There was some improvement in the cost of Social Security as a percentage of both taxable payroll and gross domestic product. For example, in the 2004 report the cost of Social Security was projected to be 16.83% of payroll and 6.3% of GDP by 2030. In the 2005 report those numbers improved to 16.74% and 6.1%, respectively. But the data belies the improvement. The better numbers were not due to lower costs of Social Security (in fact, costs went up slightly). Rather, the improvement was caused by increases in taxable payroll and GDP.
Finally, our old friend the “present value” of the 75-year shortfall also worsened. It went from $3.7 trillion last year to $4.0 trillion this year. The cumulative cost–the cost to the taxpayers, over a 75-year period, of paying off all the treasury bonds in the Social Security trust fund plus meeting all the obligations of Social Security once the trust fund runs dry — increased as well, from $24.9 trillion in 2004 to $25.2 trillion now.
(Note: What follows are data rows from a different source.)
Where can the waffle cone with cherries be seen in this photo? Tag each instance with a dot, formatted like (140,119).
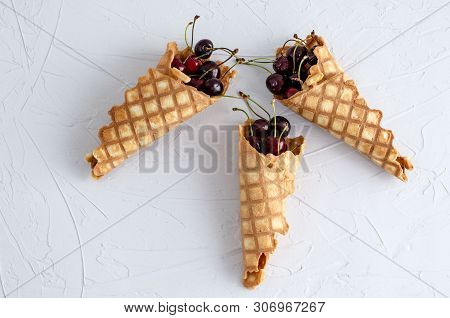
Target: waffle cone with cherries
(331,100)
(266,181)
(159,102)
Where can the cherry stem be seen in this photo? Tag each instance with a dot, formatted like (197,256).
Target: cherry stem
(248,118)
(297,38)
(229,69)
(293,58)
(185,35)
(299,68)
(245,97)
(297,41)
(292,150)
(233,53)
(243,62)
(261,60)
(284,129)
(281,135)
(192,31)
(214,49)
(274,119)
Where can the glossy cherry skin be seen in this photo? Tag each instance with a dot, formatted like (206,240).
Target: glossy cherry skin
(275,83)
(255,142)
(279,124)
(196,82)
(192,65)
(275,145)
(178,64)
(203,49)
(295,82)
(213,87)
(282,65)
(290,92)
(299,51)
(307,64)
(260,127)
(211,70)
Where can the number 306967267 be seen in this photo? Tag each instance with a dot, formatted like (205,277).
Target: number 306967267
(296,306)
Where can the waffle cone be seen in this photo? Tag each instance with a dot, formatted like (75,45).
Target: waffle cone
(159,102)
(265,183)
(331,100)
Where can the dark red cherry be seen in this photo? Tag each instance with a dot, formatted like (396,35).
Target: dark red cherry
(260,127)
(275,83)
(299,51)
(211,70)
(213,87)
(310,60)
(282,65)
(192,65)
(279,123)
(178,64)
(203,48)
(275,145)
(290,92)
(255,142)
(196,82)
(295,82)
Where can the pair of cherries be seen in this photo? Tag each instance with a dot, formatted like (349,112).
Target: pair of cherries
(266,136)
(269,136)
(205,74)
(291,69)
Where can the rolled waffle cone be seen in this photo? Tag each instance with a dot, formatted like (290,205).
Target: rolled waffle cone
(265,183)
(159,102)
(331,100)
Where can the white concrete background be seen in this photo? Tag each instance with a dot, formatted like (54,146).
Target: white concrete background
(355,231)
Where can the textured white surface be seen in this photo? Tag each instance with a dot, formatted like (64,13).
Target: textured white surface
(354,230)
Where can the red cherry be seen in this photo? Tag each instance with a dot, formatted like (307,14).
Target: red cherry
(291,91)
(255,142)
(275,145)
(260,127)
(192,65)
(196,82)
(178,64)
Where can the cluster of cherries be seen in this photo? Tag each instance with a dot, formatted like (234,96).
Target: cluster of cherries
(205,74)
(291,68)
(266,136)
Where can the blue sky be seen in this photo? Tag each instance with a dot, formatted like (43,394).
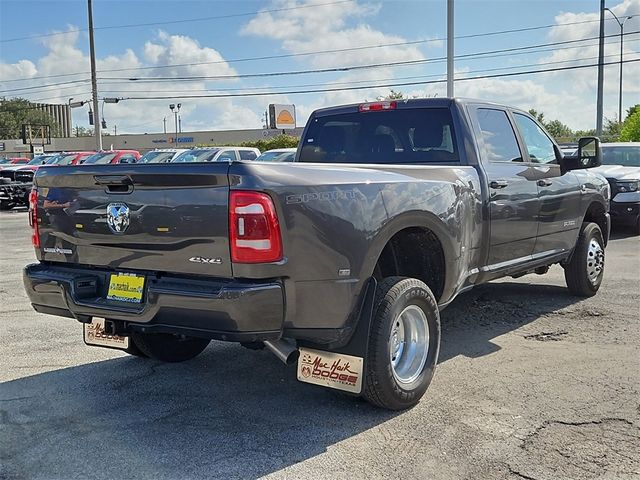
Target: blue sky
(214,43)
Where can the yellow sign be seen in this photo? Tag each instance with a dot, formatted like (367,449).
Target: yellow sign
(285,116)
(125,287)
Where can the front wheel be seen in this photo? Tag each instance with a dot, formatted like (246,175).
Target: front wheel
(584,272)
(403,345)
(167,347)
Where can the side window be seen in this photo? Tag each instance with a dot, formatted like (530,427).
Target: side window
(499,138)
(247,155)
(227,156)
(539,145)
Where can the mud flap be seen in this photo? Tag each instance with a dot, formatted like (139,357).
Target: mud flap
(342,368)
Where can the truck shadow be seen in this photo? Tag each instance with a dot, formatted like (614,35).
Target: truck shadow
(229,413)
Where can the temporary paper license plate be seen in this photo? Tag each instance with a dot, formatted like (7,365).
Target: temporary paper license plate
(126,287)
(94,334)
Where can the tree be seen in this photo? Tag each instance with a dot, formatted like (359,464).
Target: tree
(83,132)
(15,112)
(557,129)
(393,95)
(631,127)
(538,116)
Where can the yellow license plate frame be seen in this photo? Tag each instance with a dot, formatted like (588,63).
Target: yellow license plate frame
(126,287)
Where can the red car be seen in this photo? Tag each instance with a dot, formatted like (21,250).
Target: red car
(113,156)
(19,160)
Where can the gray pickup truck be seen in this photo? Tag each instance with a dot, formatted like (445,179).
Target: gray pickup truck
(339,261)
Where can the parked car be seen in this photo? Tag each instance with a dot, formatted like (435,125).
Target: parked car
(9,170)
(112,156)
(161,155)
(278,155)
(621,168)
(342,259)
(19,160)
(217,154)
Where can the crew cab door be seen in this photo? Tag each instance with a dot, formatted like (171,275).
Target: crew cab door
(513,192)
(559,195)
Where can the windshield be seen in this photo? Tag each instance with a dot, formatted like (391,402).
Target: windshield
(404,136)
(101,158)
(276,157)
(196,156)
(62,159)
(156,157)
(627,156)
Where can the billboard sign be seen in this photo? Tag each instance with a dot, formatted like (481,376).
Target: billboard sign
(282,117)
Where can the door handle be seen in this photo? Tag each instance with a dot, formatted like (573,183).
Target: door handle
(497,184)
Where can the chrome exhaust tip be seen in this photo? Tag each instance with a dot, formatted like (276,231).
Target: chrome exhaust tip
(285,350)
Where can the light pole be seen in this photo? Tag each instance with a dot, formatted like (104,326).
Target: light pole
(621,24)
(175,109)
(94,81)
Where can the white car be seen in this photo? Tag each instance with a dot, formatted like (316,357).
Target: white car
(161,155)
(278,155)
(217,154)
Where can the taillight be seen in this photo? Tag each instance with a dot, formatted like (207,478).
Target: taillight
(33,217)
(254,231)
(377,106)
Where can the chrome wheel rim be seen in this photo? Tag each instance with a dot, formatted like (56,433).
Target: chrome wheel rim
(409,344)
(595,261)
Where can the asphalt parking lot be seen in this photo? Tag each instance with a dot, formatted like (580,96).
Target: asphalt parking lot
(532,383)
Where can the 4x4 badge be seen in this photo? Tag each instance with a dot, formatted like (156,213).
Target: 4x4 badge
(118,217)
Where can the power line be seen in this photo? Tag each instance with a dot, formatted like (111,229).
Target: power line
(49,85)
(245,89)
(345,69)
(325,90)
(186,20)
(470,56)
(435,60)
(317,52)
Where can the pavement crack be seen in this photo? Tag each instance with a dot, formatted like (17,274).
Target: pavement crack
(547,336)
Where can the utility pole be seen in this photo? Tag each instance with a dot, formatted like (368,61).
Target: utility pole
(175,109)
(94,81)
(450,48)
(621,24)
(600,72)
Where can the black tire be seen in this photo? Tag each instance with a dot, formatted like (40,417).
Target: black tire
(584,260)
(167,347)
(382,388)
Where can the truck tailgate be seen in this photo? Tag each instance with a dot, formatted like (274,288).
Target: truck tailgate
(165,217)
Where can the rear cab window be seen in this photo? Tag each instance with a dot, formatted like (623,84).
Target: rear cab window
(398,136)
(498,136)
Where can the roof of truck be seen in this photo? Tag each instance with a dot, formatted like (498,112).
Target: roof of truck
(415,102)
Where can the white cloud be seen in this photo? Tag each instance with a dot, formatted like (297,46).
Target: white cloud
(328,27)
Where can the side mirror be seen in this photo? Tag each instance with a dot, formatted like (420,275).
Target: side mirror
(588,155)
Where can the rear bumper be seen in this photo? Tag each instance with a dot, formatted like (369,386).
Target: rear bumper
(212,308)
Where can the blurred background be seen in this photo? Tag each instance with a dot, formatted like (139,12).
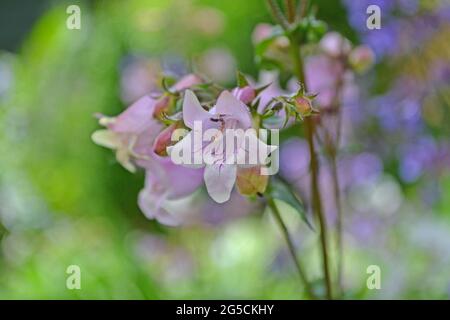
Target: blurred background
(65,201)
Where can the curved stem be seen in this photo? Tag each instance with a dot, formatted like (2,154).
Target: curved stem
(309,132)
(290,9)
(315,191)
(285,232)
(339,224)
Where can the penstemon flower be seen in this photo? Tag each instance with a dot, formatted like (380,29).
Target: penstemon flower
(229,115)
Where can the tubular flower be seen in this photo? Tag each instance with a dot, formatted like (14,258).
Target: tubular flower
(219,154)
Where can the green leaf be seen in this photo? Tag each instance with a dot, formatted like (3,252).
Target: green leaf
(279,190)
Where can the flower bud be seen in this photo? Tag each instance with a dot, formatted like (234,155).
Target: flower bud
(162,105)
(361,58)
(303,104)
(164,140)
(250,182)
(245,94)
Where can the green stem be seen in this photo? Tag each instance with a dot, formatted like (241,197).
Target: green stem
(287,238)
(309,131)
(315,191)
(290,9)
(339,240)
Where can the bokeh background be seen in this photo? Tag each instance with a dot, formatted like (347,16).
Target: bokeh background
(65,201)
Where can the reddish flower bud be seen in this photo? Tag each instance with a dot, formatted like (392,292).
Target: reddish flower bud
(245,94)
(164,139)
(303,104)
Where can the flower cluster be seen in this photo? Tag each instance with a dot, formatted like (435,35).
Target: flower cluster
(158,126)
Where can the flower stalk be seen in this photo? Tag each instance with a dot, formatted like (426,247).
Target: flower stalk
(309,133)
(276,214)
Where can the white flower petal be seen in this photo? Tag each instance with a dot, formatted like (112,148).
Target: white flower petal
(230,105)
(219,180)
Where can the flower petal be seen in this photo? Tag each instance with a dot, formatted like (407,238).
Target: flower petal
(193,110)
(230,105)
(151,205)
(219,180)
(105,138)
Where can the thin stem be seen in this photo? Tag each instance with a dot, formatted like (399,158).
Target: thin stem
(309,130)
(290,9)
(315,191)
(287,238)
(337,199)
(278,14)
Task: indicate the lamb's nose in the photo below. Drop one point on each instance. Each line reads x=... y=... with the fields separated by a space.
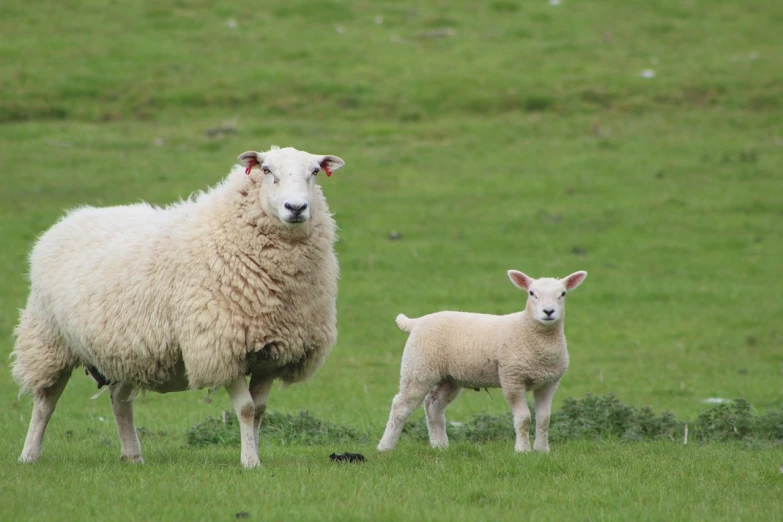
x=297 y=209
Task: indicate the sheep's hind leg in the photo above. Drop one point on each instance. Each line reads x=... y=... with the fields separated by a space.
x=122 y=405
x=403 y=405
x=245 y=410
x=259 y=390
x=45 y=400
x=435 y=404
x=515 y=396
x=543 y=398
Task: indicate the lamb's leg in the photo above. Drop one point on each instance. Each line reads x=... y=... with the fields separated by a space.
x=515 y=396
x=409 y=398
x=259 y=390
x=45 y=400
x=122 y=405
x=543 y=398
x=435 y=404
x=245 y=410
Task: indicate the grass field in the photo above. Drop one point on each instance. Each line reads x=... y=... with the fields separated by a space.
x=640 y=141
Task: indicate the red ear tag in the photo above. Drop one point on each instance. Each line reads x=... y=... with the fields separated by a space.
x=250 y=166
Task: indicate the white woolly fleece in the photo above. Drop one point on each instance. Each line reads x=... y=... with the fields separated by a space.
x=214 y=286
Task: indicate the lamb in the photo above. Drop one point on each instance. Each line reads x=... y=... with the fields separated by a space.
x=237 y=281
x=519 y=352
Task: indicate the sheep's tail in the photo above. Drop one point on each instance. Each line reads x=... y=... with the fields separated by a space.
x=405 y=323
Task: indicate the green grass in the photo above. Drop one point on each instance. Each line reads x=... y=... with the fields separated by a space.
x=526 y=139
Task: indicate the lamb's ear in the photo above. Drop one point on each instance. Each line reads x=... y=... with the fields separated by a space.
x=250 y=158
x=520 y=280
x=574 y=280
x=330 y=163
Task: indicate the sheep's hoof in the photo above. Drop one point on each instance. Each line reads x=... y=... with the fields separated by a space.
x=27 y=459
x=133 y=459
x=251 y=463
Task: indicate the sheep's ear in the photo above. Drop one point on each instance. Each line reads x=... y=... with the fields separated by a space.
x=250 y=158
x=330 y=163
x=520 y=280
x=574 y=280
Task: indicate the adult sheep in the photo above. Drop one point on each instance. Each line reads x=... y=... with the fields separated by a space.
x=239 y=280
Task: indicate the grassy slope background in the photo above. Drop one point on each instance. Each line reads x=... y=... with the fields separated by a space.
x=526 y=138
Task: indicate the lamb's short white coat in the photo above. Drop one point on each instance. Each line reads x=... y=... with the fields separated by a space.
x=239 y=280
x=519 y=352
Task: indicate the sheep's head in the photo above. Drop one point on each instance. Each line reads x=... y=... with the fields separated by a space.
x=546 y=296
x=288 y=181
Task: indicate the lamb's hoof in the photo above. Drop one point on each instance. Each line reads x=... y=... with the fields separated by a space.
x=251 y=463
x=27 y=459
x=133 y=459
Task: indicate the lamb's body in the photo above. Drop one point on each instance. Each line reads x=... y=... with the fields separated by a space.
x=448 y=351
x=481 y=350
x=197 y=294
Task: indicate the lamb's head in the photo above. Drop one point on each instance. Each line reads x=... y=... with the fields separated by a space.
x=288 y=181
x=546 y=296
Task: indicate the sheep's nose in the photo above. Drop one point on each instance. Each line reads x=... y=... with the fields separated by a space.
x=296 y=209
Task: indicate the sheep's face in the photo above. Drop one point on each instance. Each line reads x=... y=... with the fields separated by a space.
x=546 y=296
x=288 y=181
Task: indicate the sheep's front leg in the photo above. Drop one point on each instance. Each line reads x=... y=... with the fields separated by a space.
x=45 y=400
x=259 y=390
x=543 y=398
x=122 y=405
x=515 y=396
x=245 y=410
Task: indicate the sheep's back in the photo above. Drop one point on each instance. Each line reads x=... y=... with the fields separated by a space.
x=99 y=278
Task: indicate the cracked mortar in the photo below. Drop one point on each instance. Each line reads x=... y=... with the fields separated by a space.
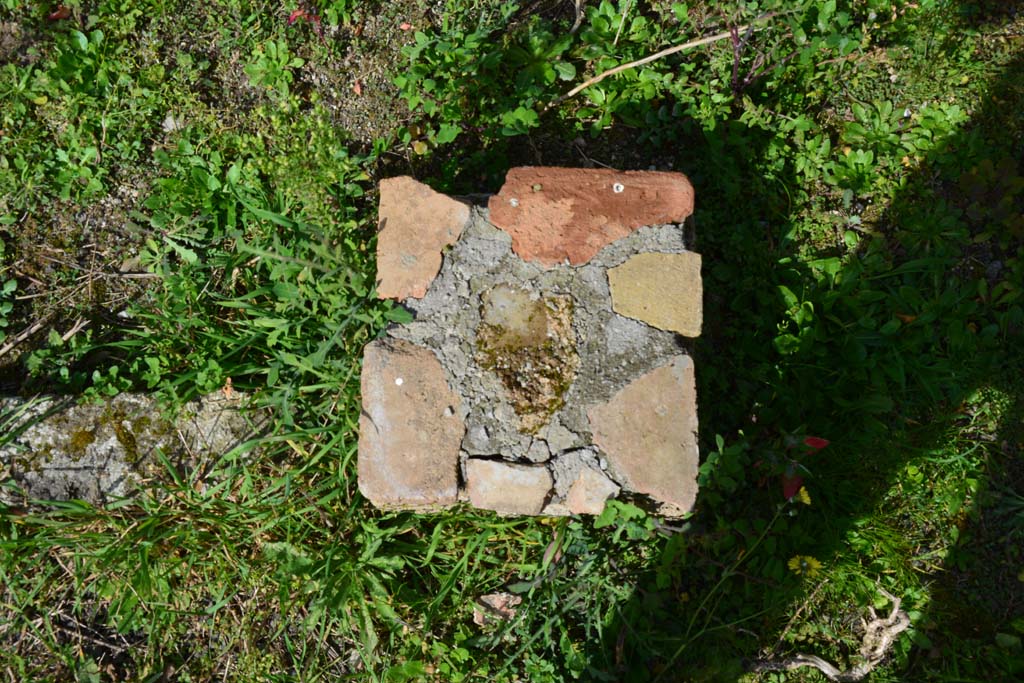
x=544 y=370
x=610 y=350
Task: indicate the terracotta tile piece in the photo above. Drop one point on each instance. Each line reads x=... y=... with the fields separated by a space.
x=648 y=432
x=416 y=224
x=410 y=429
x=559 y=214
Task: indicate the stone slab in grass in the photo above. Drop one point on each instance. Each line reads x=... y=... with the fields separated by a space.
x=410 y=428
x=56 y=450
x=549 y=390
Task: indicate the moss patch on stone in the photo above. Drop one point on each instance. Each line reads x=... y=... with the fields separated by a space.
x=528 y=343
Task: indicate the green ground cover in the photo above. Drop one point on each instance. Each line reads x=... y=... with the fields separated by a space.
x=186 y=199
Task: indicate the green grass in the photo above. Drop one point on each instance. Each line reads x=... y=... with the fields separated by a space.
x=859 y=199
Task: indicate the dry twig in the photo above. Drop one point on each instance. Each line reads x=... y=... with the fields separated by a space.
x=880 y=634
x=657 y=55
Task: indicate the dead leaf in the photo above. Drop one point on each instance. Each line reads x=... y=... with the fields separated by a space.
x=61 y=12
x=495 y=607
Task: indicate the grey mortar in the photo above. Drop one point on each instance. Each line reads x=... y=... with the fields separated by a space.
x=613 y=350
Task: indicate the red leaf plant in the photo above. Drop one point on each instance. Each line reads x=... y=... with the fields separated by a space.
x=793 y=482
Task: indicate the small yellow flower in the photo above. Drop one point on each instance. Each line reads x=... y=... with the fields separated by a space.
x=804 y=564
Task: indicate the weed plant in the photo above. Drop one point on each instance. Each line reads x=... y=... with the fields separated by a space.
x=860 y=190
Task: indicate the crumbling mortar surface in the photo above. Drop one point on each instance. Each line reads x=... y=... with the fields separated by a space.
x=612 y=350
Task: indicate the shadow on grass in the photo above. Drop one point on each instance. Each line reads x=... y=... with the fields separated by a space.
x=897 y=337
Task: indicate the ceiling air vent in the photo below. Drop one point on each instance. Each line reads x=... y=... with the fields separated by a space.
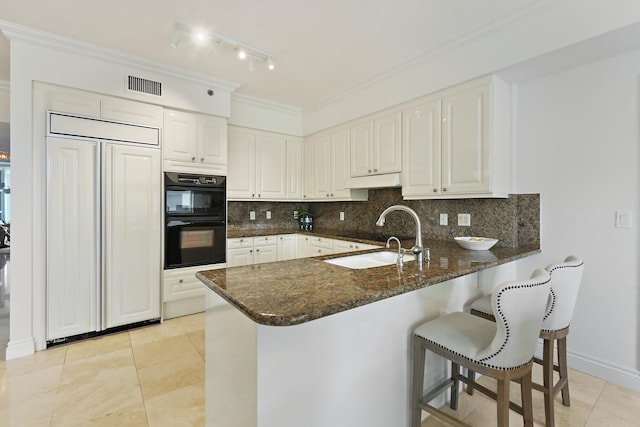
x=137 y=84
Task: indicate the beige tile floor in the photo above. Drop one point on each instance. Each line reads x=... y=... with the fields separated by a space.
x=154 y=376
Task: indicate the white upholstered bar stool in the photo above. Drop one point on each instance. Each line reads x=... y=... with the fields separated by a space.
x=502 y=350
x=565 y=282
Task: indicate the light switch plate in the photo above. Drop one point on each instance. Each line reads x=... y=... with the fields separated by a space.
x=464 y=220
x=623 y=219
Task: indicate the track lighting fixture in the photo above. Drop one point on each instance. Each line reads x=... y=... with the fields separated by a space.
x=243 y=50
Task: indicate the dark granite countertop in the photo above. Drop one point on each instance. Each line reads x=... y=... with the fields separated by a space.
x=292 y=292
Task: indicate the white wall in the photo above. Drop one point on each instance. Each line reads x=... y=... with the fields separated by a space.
x=577 y=145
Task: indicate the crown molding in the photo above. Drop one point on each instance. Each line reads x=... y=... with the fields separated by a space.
x=18 y=32
x=487 y=26
x=265 y=103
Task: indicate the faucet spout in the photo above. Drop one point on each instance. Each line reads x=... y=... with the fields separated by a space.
x=417 y=247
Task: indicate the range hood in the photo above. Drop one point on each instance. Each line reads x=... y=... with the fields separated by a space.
x=374 y=181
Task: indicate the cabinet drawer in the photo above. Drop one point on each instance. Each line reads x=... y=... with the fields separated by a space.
x=181 y=286
x=241 y=242
x=265 y=240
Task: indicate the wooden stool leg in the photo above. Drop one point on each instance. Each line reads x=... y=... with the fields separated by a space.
x=417 y=381
x=502 y=402
x=527 y=399
x=471 y=379
x=562 y=368
x=547 y=373
x=455 y=372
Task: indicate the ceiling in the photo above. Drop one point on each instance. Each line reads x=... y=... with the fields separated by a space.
x=320 y=48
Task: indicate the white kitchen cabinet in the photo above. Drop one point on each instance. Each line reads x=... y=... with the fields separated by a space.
x=194 y=142
x=102 y=262
x=327 y=158
x=287 y=247
x=127 y=111
x=376 y=145
x=463 y=136
x=303 y=250
x=72 y=239
x=252 y=250
x=263 y=166
x=132 y=212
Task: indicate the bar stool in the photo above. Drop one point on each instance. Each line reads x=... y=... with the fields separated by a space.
x=502 y=350
x=565 y=282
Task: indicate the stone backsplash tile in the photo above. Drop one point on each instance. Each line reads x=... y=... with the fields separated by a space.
x=514 y=220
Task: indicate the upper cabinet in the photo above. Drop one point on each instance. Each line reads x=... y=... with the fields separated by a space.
x=327 y=167
x=264 y=166
x=194 y=142
x=376 y=145
x=457 y=143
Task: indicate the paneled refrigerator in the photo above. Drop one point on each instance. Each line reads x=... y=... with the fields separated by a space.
x=103 y=235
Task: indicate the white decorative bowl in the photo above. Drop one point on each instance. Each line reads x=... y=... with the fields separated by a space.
x=476 y=243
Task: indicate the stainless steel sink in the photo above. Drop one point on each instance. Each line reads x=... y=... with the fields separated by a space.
x=370 y=260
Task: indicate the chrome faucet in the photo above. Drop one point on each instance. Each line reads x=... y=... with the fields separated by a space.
x=417 y=247
x=401 y=251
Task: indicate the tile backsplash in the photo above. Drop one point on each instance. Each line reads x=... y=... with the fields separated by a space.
x=514 y=220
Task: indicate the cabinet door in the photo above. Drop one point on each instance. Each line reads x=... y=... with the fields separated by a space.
x=262 y=254
x=294 y=169
x=132 y=212
x=72 y=231
x=180 y=136
x=271 y=167
x=340 y=168
x=287 y=247
x=466 y=149
x=387 y=146
x=322 y=161
x=303 y=249
x=124 y=110
x=212 y=140
x=239 y=257
x=309 y=182
x=421 y=149
x=361 y=146
x=241 y=179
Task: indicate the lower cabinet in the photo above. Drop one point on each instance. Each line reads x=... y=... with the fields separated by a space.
x=183 y=293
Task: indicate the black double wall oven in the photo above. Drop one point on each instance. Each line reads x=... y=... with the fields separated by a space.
x=195 y=220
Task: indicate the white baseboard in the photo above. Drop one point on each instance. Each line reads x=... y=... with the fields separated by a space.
x=20 y=348
x=602 y=369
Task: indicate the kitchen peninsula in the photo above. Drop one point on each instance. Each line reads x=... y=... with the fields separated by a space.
x=305 y=342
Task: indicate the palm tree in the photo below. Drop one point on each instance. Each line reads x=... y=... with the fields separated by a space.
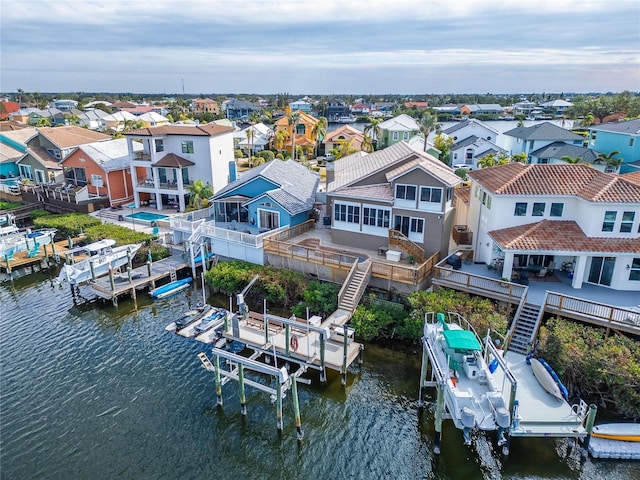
x=427 y=123
x=318 y=132
x=199 y=194
x=293 y=118
x=373 y=130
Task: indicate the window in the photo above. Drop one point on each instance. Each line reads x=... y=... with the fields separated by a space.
x=430 y=194
x=634 y=272
x=609 y=221
x=538 y=209
x=521 y=209
x=347 y=213
x=627 y=222
x=406 y=192
x=556 y=209
x=187 y=146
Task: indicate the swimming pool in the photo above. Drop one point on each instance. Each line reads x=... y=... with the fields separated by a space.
x=147 y=216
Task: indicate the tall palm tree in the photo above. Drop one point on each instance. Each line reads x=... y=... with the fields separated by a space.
x=293 y=118
x=373 y=130
x=427 y=123
x=318 y=132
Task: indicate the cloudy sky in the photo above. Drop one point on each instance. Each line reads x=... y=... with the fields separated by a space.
x=320 y=46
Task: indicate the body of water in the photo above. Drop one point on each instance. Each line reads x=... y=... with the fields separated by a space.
x=88 y=391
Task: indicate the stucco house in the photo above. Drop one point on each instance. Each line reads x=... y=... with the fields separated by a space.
x=623 y=137
x=397 y=129
x=560 y=217
x=272 y=195
x=174 y=156
x=398 y=188
x=529 y=139
x=104 y=168
x=48 y=147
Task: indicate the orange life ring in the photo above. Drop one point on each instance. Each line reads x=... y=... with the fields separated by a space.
x=294 y=343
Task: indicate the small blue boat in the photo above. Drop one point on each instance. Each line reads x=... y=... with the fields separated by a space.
x=171 y=288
All this leads me to wonder whether the left’s real concern wasn’t the report’s potential politicization, but, given recent trends, that this year’s and future reports would show that Social Security’s long-term finances are worsening. Obviously, such reports won’t do much for their case that Social Security doesn’t need reform. Perhaps their objective in raising the books-are-cooked specter was to kick a little dirt on the report and thereby begin a long-term process of tarnishing it. If so, we’ll surely see more attempts to discredit the Trustees’ report in the future.